Conditional reading next rows in csv file with python-CodePudding

I have a csv file, in which data looks somewhat like this:

users      | some ids
user1      | 1,2,3,4,5
empty cell | 6,7,8
empty cell | 123,1890,345
user2      | 555,444,333
empty cell | 11,22,33

Since ids that are in rows where users data is empty belong to the last username above in that column I would like to get dictionary for each user, looking like that:

{'user1':[1,2,3,4,5,6,7,8,123,1890,345]}

I'm using python with csv.Dictreader

reader = csv.DictReader(infile, delimiter=',', quotechar='"')
for row in list(reader):
    if row['users'].startswith("user"):
        for id in get_id_list(row["some ids"]):
            update_dict(dict, row['users'], id)

and now I'm getting only {'user1':[1,2,3,4,5]}, is there a good way to check whether the first cell in row is empty and make a loop with that condition defined?

CodePudding user response：

This assumes that the first row WILL have some user. It remembers user of the row and only updates it when it changes. Something like this should work:

reader = csv.DictReader(infile, delimiter=',', quotechar='"')
current_user=None
for row in list(reader):
    if row['users'].startswith("user"):
        current_user=row['users']
    for id in get_id_list(row["some ids"]], id)
        update_dict(dict,current_user,id)

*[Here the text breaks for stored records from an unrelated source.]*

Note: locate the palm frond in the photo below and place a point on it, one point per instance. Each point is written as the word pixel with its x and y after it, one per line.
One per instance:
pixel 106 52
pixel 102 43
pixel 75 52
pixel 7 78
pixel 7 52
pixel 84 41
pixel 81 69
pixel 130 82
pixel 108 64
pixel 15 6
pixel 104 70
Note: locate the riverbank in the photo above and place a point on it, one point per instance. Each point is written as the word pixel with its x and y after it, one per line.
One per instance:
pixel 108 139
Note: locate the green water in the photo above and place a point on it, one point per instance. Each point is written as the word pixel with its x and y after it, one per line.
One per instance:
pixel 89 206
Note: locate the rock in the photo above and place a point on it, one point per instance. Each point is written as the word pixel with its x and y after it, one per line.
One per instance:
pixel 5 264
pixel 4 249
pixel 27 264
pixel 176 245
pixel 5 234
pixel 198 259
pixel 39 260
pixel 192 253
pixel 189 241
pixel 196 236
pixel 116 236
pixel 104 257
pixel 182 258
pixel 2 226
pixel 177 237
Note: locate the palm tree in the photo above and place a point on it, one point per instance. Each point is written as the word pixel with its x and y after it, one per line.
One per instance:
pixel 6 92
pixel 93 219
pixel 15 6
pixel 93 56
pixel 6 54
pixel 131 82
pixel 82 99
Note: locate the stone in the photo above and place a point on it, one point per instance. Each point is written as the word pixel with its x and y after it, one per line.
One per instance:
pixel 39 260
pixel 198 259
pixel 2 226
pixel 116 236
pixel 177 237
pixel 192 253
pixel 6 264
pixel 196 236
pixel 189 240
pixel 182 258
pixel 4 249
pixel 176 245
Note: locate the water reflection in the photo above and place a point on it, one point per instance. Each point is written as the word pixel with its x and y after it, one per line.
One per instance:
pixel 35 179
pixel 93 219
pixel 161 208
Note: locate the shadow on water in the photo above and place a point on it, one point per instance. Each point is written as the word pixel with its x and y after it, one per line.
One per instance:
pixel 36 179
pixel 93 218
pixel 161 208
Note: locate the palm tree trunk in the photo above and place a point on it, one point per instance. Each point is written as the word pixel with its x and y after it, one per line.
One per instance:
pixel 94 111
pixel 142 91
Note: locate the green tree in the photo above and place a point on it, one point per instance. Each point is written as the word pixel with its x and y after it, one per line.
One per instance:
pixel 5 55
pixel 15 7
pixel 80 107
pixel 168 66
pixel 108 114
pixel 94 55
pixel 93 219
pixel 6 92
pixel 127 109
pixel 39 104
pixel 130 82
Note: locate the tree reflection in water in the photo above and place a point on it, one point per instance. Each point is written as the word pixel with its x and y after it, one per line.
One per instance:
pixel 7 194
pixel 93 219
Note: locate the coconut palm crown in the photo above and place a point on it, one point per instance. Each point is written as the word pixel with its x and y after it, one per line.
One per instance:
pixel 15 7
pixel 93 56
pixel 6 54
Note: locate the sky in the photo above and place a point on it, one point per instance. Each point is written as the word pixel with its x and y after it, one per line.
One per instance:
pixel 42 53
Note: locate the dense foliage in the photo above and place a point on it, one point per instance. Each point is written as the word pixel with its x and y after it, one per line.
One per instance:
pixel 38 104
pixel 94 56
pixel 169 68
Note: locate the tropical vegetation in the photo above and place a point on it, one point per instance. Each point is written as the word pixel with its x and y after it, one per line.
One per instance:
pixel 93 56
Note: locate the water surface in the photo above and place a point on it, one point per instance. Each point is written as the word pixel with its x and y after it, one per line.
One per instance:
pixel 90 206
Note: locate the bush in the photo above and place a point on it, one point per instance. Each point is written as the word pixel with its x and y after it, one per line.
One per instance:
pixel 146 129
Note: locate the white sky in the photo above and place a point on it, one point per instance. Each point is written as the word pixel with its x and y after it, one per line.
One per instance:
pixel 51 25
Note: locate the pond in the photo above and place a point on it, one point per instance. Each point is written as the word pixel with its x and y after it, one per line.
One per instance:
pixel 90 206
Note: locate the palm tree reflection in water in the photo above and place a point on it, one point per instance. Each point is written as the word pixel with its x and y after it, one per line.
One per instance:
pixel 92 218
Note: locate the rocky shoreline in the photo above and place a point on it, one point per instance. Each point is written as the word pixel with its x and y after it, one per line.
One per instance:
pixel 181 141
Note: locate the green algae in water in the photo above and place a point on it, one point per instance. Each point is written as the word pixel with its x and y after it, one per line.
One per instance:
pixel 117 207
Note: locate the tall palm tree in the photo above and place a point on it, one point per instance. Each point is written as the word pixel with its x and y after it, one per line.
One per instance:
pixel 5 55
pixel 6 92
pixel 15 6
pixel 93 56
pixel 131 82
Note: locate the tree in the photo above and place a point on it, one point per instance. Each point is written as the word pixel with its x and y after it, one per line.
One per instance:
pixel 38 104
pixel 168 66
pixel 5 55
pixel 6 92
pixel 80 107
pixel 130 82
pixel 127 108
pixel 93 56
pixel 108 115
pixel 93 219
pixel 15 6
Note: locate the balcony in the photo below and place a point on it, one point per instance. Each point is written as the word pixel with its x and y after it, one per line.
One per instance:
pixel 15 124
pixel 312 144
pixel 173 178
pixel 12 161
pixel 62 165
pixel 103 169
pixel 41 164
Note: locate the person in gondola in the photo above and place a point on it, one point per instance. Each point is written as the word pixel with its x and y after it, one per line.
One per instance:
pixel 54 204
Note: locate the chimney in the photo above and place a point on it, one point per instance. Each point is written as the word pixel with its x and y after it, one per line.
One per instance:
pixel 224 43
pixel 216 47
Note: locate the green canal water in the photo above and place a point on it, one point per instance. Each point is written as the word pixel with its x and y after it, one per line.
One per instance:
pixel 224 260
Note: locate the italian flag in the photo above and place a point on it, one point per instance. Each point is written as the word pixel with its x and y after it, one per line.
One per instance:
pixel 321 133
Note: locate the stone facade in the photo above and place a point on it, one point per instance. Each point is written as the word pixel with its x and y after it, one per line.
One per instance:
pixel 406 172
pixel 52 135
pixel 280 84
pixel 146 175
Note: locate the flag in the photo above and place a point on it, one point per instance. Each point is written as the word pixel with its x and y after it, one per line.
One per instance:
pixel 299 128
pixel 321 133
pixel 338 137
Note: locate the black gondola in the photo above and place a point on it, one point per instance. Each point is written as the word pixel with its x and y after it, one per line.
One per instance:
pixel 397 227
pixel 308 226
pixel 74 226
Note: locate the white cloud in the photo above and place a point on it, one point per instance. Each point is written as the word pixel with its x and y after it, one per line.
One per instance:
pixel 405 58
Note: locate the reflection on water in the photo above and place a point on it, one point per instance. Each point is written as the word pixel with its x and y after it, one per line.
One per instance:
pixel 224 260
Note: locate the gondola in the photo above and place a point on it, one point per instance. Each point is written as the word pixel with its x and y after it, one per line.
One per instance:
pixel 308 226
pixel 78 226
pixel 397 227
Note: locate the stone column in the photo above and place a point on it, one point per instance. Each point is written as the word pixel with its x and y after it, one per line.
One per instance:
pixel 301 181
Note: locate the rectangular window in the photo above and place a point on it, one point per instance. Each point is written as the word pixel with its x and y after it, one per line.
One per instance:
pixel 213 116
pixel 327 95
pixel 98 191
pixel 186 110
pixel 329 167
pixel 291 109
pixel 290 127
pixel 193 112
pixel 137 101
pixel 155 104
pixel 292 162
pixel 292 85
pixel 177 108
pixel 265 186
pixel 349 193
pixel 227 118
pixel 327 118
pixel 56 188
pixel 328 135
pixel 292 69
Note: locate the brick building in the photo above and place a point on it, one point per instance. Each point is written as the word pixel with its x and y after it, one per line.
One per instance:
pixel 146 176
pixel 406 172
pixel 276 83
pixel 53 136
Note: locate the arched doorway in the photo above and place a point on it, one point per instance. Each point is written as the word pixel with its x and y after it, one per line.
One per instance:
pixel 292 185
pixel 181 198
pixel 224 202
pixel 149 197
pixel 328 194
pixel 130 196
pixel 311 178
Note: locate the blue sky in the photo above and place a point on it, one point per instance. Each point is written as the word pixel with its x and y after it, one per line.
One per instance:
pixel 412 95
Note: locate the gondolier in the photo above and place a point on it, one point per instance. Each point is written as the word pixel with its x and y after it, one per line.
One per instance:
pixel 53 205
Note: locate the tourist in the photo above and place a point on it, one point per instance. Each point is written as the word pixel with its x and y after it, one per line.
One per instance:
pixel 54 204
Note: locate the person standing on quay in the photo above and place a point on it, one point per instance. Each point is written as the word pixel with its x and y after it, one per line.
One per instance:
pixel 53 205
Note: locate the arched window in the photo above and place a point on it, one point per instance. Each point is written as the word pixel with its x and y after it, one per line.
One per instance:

CodePudding user response：

I am not familiar with the csv library, but you can get the result by reading the file in normally and then appending to a defaultdict whenever the user value changes -

A defaultdict is like a dict but is more helpful when dealing with missing keys etc. You can read more about them here

from collections import defaultdict
d = defaultdict(list)
current_key = None
with open(f_path) as f:
    for line in f:
        if not line.startswith('users'):
            if line.startswith('user'):
                key, val = [_.strip() for _ in line.strip().split('|')]
                current_key = key
                d[current_key].extend(val.strip().split(','))
            else:
                if current_key is None:
                    continue
                key, val = [_.strip() for _ in line.strip().split('|')]
                d[current_key].extend(val.strip().split(','))

Output

defaultdict(list,
            {'user1': ['1',
              '2',
              '3',
              '4',
              '5',
              '6',
              '7',
              '8',
              '123',
              '1890',
              '345'],
             'user2': ['555', '444', '333', '11', '22', '33']})